Pas si drôle que ça

LA CITÉ

ENTRE L'IGNORANCE ET LA CONNAISSANCE, IL Y A L'OPINION

Pas si drôle que ça

Difficile de prédire où s'en va la politique canadienne de nos jours. Peu importe les circonstances; que ce soit la crise économique, les scandales petits ou grands, ou toutes les tentatives de l'opposition officielle pour se refaire une image, les sondages nous prédisent les uns après les autres, des Gouvernements minoritaires. Ce que l'on peut cependant facilement expliquer, c'est pourquoi nous en sommes arrivés à ce cul-de-sac politique.

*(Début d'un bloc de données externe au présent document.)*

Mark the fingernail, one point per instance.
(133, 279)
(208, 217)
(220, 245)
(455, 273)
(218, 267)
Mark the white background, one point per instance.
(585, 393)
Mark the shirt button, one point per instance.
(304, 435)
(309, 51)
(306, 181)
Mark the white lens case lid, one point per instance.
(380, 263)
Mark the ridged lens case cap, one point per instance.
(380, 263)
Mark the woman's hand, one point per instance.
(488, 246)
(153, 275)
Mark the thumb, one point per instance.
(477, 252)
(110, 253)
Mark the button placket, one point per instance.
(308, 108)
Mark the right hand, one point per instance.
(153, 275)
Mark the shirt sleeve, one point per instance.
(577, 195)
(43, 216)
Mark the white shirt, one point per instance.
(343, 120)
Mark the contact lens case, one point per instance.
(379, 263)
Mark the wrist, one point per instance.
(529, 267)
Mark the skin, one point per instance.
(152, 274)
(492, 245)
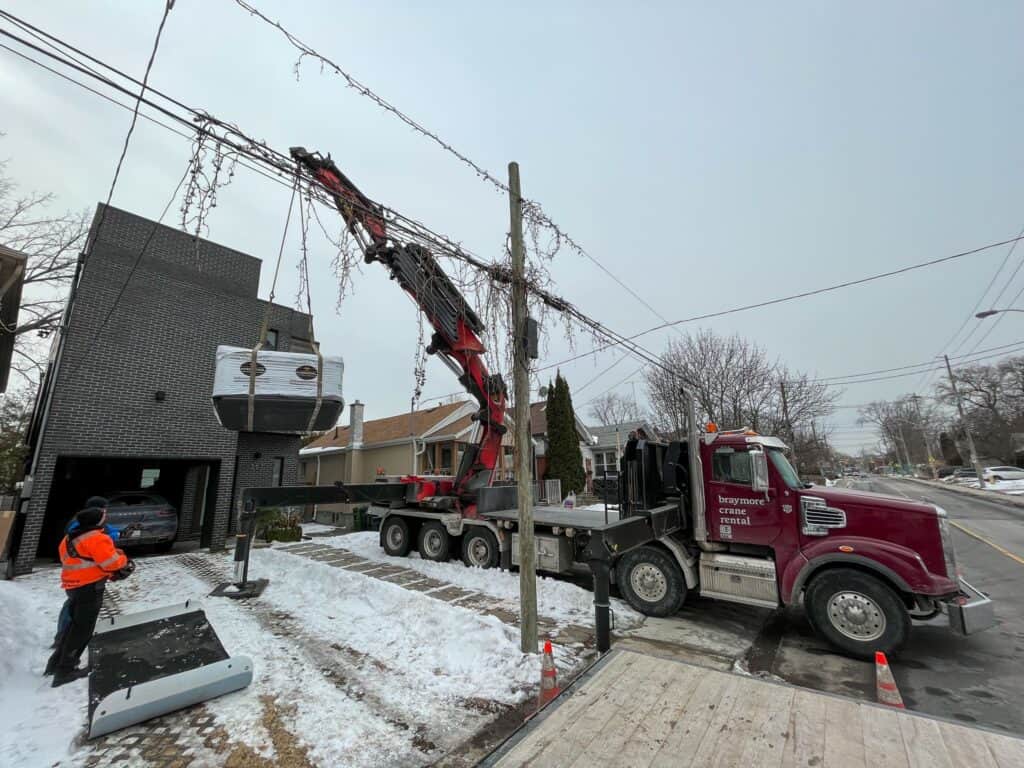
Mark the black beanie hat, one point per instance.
(90, 517)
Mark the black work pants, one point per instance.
(85, 604)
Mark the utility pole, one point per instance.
(527, 552)
(924, 435)
(906, 451)
(788, 424)
(967, 429)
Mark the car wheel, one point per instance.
(650, 581)
(857, 613)
(434, 543)
(394, 537)
(479, 549)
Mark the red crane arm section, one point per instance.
(456, 325)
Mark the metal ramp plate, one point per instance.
(155, 662)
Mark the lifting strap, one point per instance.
(304, 220)
(266, 315)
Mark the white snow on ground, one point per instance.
(1013, 487)
(315, 527)
(561, 601)
(409, 663)
(37, 722)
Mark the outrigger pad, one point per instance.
(147, 664)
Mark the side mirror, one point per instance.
(759, 470)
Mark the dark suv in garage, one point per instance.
(143, 519)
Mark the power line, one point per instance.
(912, 366)
(282, 166)
(915, 373)
(531, 209)
(793, 297)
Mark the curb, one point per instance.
(975, 493)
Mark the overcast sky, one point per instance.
(709, 155)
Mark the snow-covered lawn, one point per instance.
(562, 601)
(359, 671)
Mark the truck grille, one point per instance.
(818, 517)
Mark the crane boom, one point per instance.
(456, 327)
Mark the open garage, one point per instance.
(188, 485)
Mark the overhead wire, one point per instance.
(236, 140)
(531, 208)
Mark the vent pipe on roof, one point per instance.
(355, 423)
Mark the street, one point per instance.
(974, 680)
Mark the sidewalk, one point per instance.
(642, 712)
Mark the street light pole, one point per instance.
(967, 429)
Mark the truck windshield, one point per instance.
(790, 476)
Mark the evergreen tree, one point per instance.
(564, 457)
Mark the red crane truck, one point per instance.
(721, 514)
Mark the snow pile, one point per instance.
(361, 672)
(37, 722)
(315, 527)
(561, 601)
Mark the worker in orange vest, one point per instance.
(88, 559)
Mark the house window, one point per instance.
(729, 465)
(150, 477)
(604, 463)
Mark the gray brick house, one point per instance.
(126, 398)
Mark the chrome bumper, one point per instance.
(969, 611)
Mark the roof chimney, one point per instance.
(355, 424)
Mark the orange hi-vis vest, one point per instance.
(94, 558)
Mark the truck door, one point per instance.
(735, 511)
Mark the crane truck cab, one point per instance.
(863, 564)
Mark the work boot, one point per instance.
(61, 678)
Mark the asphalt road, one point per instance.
(977, 680)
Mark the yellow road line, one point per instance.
(993, 545)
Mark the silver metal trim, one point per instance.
(123, 621)
(156, 697)
(814, 505)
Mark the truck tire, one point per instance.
(857, 612)
(479, 548)
(650, 581)
(394, 537)
(434, 542)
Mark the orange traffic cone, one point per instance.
(888, 693)
(549, 677)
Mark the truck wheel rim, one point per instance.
(432, 543)
(648, 583)
(479, 551)
(856, 615)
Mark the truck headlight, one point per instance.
(948, 553)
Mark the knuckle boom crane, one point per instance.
(719, 512)
(455, 341)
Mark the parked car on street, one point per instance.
(963, 477)
(143, 519)
(995, 474)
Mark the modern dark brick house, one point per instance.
(126, 398)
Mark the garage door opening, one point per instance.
(187, 485)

La nuit des longs couteaux

La nuit des longs couteaux tient son origine de la purge effectuée par Hitler au sein du mouvement Nazi en juin 1934, et qui visa à éliminer l'aile plus socialiste du Parti.
C'est également ce terme qui sert à désigner cette nuit de novembre 1981 où les neuf provinces anglophones du Canada se sont entendues secrètement sur une formule d'amendement et une charte des droits permettant ainsi au Gouvernement fédéral de rapatrier la constitution sans l'accord du Québec.
Cette nuit des longs couteaux canadienne coûta la victoire aux Libéraux lors de l'élection suivante. Brian Mulroney et ses Progressistes-Conservateurs tentèrent alors de ramener le Québec comme signataire de la constitution dans le cadre d'une nouvelle entente négociée au Lac Meech. Malgré des demandes historiquement modestes faites par le Québec, cette entente fut rejetée. Idem pour l'entente de Charlottetown qui tentait de rescaper les grandes lignes de Meech.

Le Bloc Québécois

C'est à ce moment que fut fondé le Bloc Québécois. Son impact sur la politique canadienne fut immédiat. Dès la première élection, il forma l'opposition officielle à la chambre des communes. Lucien Bouchard, temporairement devenu séparatiste, occupait le fauteuil du chef de l'opposition officielle de Sa Majestée. Autre effet direct de ces accords échoués: le début de la fin du Parti Progressiste-Conservateur qui permettra aux Libéraux de Jean Chrétien de se maintenir au pouvoir, sans la députation québécoise acquise au Bloc, pendant plus d'une décennie.
Depuis 2004 cependant, suite à la réunification de la droite sous la nouvelle bannière conservatrice, les canadiens n'ont réussi à élire que des Gouvernements minoritaires; d'abord Libéral sous Paul Martin et ensuite Conservateur, sous Stephen Harper. À chaque fois, le Bloc Québécois avec ses 40 à 50 sièges, a détenu la balance du pouvoir, ce qui force les Gouvernements successifs à sans cesse composer avec des souverainistes pour établir un menu législatif.

Les deux solitudes

Dans ce contexte, il est particulièrement remarquable qu'aucun parti fédéral ne se risque à offrir aux Québécois une plate-forme électorale qui inclurait la reconnaissance constitutionnelle d'un statut particulier pour le Québec. La raison est fort simple: pour chaque vote qu'un parti fédéral irait chercher au Québec de cette manière, il en perdrait au moins deux dans le reste du Canada.
Parmi les différents clivages dans l'électorat canadien, clivage gauche-droite, rural-urbain, le clivage des deux solitudes demeure celui qui exerce toujours la plus grande influence sur la politique canadienne.
Voilà ce qu'aura coutée au Canada anglais, la nuit des longs couteaux à l'issue de laquelle, René Lévesque avait prononcé ces paroles prophétiques:

"À la réflexion, certains de mes collègues (Premiers Ministres anglophones) qui se sont amusés comme des petits fous lors de notre dernière rencontre auront peut-être, un jour, à se dire que ce n'était pas si drôle que ça."